Quello non si vede neanche più, la cucina italiana in Italia ha avuto un’evoluzione enorme una volta che Paul Bocuse (…) ha introdotto la Nouvelle Cuisine. Questo ha avuto un effetto sulla cucina in particolare in quella piemontese che è diventata più raffinata e lo stesso è successo con Gualtiero Marchesi a Milano. Negli Stati Uniti si è avuto anche un raffinamento. In generale in quasi tutte le cucine si è avvertito.

“Pensa che questo cambiamento nell’atteggiamento degli americano nei confronti della cucina italiana sia dovuto anche alla nascita di programmi di cucina condotti da chef italo americani?”

Si, naturalmente hanno avuto il loro impatto, certo. Ma non credo che il loro scopo sia stato quello di voler cambiare la mentalità.

“Rispetto agli albori, la cucina americana è migliorata?”

Certo, molto. Si è evoluta da una cucina più semplice ad una più elaborata. Nei ristoranti intendo.

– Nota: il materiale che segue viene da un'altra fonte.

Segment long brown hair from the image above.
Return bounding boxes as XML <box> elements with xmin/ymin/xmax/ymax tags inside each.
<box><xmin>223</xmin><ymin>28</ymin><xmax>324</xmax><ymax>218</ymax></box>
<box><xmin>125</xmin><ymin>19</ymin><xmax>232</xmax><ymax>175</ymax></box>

Presentazioni più complicate, combinazioni di ingredienti multipli, come dicevo prima un maggior affinamento.

“Voi vi siete dovuti adeguare a questo cambiamento?”

Ci siamo adeguati con entusiasmo, le cose che sono belle, buone e nuove a me piacciono molto.

“Avete conservato degli esempi di menu dell’inizio del ‘900?”

No, all’inizio del Novecento non avevamo un menu stampato. Mio padre lo scriveva su una lavagnetta come si usava allora in molti ristoranti. Non era un ristorante con prezzi alti, era bello ma non di lusso. Io l’ho reso così, ma non è diventato di lusso perché hanno cominciato a frequentarlo delle celebrità. Infatti tra i clienti di mio padre c’erano Toscanini, Caruso, aveva i più celebri clienti pur non essendo un ristorante di lusso. Nel momento in cui l’ho riarredato, rendendolo più piemontese possibile raccogliendo mobili ed oggetti di antiquariato mi sono detta “oh mamma mia, adesso non è più il ristorante di mio padre è un ristorante di lusso!” ho cambiato così il menu rendendolo più ricercato.”

Il successo di questo ristorante è stato merito della capacità e caparbietà di una persona che non si è lasciata intimidire dalle difficoltà che comporta il trasferimento in un paese come gli Stati Uniti che ha dato la possibilità ad un giovane intraprendente migrante di un minuscolo paesino piemontese di crescere e costruire dal niente la propria idea imprenditoriale. Grazie a lui e alla sua famiglia, il Piemonte ha potuto farsi conoscere ed apprezzare anche Oltreoceano.